Some thoughts after messing around with Claude and Claude Code over the last six months and trying to build out a system of tools.
The tiers
Every capability in the system sits at one of these levels:
- Work is the starting point. Claude and I are thinking together in real-time. It’s high-interaction: back and forth, judgment calls, improvisation. This is where new things get figured out.
- Skill is a repeatable workflow I’ve given a name. I invoke it, Claude runs it, I review the output. Less talking, more executing. The structure is defined; I’m just pressing go.
- Agent is delegated work. I hand off a goal and Claude handles it — either in a session or on a schedule — without needing to loop me in for every decision. I’m out of the loop until it’s done.
- App is code running on its own. No Claude, no me. Fully autonomous, fully deterministic. Runs whether I’m paying attention or not.
How things move up
Promotion between tiers has signals, not schedules.
Work becomes a Skill when I’ve done the same interactive sequence three or more times. Repetition is the signal – if I keep showing up for the same conversation, it’s time to codify it.
A Skill becomes an Agent when I have enough confidence it can run without judgment calls from me. If I keep second-guessing the output, it’s not ready.
An Agent becomes an App when I know it well enough to codify it entirely – and the logic is algorithmic, not inferential. Some things never make it here, and that’s fine.
A few principles that matter
Skipping tiers is fine. A simple automation doesn’t need to pass through Work and Skill before becoming an App. The ladder describes maturity levels, not a required pipeline.
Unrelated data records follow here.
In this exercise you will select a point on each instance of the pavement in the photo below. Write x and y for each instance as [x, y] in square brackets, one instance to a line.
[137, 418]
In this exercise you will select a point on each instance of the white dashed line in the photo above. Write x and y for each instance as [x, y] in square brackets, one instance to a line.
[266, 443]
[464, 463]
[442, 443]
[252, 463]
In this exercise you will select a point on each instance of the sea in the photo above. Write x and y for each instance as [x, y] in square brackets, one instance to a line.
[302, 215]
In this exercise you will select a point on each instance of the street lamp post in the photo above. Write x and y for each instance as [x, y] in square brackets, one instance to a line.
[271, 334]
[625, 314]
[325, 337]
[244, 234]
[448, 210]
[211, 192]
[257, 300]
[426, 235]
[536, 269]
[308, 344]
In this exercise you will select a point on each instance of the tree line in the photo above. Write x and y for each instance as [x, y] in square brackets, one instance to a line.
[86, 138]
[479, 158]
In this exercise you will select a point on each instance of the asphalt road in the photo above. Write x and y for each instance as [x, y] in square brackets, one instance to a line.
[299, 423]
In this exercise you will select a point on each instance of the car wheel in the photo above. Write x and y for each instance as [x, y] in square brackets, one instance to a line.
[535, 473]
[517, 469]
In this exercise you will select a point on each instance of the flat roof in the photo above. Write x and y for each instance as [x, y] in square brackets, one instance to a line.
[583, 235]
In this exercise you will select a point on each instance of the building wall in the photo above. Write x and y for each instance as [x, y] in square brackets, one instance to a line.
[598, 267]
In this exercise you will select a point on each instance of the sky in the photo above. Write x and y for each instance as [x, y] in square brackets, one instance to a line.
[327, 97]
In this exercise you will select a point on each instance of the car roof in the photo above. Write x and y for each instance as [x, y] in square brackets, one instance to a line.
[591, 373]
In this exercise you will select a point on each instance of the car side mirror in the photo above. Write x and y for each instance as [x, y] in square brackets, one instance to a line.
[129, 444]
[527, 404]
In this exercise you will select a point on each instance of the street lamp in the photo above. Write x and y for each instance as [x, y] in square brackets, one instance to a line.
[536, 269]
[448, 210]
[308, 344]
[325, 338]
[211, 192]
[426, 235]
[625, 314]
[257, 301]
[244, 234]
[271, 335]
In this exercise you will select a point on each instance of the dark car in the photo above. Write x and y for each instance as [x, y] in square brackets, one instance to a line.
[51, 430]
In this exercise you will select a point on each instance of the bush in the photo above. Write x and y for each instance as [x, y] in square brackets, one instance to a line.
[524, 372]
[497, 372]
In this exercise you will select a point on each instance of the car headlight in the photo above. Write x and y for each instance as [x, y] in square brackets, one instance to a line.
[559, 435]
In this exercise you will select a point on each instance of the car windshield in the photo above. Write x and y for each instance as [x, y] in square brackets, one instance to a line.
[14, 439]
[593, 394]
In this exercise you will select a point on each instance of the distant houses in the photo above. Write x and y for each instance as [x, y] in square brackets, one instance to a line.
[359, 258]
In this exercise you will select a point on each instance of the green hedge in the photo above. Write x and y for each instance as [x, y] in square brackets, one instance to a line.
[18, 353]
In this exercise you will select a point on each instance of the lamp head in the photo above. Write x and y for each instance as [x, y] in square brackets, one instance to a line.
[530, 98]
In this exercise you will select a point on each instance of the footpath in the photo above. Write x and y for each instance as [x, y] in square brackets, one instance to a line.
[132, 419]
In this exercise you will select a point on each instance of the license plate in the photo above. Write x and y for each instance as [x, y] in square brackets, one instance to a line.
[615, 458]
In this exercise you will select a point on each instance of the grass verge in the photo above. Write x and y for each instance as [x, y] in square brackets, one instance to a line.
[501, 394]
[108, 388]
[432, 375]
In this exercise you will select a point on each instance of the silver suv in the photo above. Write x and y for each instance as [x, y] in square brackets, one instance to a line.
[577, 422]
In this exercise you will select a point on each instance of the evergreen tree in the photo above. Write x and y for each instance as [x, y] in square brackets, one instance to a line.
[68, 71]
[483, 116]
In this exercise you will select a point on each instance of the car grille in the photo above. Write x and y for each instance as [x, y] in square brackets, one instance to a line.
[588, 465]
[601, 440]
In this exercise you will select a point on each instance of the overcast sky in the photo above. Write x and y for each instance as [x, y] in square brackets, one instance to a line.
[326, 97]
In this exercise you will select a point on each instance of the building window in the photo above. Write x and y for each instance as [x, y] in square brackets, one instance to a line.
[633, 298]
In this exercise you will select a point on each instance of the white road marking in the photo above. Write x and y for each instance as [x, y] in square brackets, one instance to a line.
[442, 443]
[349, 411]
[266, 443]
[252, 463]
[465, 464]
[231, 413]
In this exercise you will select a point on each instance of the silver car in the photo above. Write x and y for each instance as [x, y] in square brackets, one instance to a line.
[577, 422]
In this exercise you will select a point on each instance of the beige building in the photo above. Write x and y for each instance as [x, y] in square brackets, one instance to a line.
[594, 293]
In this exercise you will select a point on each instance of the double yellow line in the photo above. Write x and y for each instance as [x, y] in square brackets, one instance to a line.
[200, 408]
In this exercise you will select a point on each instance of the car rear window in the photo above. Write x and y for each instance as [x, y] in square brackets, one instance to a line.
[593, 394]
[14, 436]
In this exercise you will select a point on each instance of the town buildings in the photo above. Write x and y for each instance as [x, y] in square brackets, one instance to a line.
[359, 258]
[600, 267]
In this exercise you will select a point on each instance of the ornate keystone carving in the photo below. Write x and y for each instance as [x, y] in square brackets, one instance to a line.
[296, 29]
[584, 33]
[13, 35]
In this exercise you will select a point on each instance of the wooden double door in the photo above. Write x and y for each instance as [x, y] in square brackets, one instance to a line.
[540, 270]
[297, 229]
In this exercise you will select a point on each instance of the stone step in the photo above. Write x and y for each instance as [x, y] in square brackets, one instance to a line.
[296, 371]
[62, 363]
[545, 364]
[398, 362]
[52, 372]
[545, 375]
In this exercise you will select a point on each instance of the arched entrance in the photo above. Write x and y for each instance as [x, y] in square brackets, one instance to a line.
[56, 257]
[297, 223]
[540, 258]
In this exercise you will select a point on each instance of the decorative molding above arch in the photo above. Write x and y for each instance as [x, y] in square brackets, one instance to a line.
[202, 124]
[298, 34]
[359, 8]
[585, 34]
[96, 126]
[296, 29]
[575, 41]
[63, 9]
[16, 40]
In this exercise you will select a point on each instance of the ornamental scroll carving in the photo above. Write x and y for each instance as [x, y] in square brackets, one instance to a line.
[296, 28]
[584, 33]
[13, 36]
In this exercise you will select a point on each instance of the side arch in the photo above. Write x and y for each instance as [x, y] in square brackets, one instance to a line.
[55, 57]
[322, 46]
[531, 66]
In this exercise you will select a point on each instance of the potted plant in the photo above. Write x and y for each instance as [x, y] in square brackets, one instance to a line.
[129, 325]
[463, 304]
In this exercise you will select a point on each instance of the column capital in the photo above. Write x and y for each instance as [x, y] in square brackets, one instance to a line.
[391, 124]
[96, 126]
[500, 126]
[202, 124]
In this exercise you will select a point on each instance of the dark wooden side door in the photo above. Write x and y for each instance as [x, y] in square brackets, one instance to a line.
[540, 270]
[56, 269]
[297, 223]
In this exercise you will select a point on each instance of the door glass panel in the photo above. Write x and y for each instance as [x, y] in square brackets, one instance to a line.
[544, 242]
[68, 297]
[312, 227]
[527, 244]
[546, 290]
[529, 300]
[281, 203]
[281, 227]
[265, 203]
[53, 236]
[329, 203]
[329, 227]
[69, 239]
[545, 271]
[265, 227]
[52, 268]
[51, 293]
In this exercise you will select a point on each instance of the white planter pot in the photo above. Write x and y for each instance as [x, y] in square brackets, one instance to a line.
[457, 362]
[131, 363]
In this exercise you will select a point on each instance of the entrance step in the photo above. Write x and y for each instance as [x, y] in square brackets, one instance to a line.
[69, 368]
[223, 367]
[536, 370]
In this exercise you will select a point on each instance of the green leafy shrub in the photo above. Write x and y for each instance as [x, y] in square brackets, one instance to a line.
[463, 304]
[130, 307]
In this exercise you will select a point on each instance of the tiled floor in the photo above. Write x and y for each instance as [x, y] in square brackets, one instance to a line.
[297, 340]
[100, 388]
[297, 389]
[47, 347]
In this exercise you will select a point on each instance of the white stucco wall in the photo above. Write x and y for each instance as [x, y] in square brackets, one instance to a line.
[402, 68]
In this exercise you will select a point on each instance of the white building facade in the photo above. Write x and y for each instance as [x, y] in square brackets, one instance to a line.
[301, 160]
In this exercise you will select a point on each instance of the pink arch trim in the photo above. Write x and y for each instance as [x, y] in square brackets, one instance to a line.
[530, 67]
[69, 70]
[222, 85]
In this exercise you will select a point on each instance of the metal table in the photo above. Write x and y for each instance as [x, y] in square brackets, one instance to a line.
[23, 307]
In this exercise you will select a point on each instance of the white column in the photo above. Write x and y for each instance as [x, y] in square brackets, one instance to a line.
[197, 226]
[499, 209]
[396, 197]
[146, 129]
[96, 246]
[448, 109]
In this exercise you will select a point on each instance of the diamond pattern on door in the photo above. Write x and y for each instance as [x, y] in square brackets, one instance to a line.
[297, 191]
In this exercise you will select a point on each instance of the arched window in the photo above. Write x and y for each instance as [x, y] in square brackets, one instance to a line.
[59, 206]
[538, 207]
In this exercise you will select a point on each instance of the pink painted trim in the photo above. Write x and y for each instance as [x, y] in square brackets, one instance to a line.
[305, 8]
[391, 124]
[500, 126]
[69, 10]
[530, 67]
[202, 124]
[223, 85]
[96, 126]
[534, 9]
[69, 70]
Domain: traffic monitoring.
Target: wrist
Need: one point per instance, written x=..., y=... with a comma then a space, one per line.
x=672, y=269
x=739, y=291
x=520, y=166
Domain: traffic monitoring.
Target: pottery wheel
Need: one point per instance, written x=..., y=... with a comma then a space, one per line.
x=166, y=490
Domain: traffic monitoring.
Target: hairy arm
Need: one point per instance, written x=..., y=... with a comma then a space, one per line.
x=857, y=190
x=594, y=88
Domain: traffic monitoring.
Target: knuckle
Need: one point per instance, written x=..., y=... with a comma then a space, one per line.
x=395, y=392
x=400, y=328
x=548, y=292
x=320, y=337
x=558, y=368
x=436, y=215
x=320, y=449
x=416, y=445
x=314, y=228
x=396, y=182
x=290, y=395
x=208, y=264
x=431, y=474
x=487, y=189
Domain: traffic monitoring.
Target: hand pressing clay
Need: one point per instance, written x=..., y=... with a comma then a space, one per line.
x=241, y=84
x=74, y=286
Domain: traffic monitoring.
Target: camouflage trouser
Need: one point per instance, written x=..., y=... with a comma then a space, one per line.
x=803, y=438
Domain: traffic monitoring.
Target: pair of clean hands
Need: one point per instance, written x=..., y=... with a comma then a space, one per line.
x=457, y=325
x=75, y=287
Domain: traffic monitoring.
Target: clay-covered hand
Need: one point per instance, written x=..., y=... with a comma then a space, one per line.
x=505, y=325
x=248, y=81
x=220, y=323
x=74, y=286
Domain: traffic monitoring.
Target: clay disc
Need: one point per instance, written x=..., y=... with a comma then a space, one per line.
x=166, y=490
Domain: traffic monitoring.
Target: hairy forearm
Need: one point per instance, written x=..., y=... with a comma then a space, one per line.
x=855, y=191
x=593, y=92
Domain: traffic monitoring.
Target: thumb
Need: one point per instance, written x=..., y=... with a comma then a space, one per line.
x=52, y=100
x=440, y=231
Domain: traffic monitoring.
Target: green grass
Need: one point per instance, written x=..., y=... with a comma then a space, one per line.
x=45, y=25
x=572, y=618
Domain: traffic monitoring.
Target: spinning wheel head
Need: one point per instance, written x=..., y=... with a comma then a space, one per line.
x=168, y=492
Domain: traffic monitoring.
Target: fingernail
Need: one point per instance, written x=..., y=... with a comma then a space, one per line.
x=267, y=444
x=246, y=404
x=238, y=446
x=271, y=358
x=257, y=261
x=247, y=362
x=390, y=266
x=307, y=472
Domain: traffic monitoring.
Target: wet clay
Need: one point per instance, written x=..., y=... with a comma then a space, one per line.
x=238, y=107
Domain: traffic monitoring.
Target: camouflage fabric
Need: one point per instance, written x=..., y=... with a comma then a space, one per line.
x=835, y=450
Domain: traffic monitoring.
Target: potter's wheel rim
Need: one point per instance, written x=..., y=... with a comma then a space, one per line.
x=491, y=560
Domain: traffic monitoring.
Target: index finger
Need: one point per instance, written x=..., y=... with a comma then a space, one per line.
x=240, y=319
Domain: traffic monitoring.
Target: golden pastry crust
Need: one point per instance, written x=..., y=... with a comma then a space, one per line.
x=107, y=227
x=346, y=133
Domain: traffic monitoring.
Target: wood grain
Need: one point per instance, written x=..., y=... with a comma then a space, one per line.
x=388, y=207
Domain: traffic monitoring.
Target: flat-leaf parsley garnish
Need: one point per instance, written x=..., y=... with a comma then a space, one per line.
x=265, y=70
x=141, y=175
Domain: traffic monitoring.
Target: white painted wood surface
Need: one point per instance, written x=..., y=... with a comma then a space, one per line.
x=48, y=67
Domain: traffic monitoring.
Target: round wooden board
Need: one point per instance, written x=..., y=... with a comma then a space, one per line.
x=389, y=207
Some skills exist to spawn agent-tier work. /claude-do is an example of something I use – it’s a dispatcher, not a doer. The tiers describe the work unit, not the entry point.
Agents are not Apps. An agent uses Claude to reason; an app is deterministic code. A scheduled Claude agent running on a cron is still agent-tier – scheduling doesn’t change what’s doing the work.
Apps are peers, not rankings – different complexity, different frequency of use, same tier. An app used once a year is still an app.
The real goal
Ultimately, each time something moves up a tier, The system handles more. What’s left is the work that actually needs me.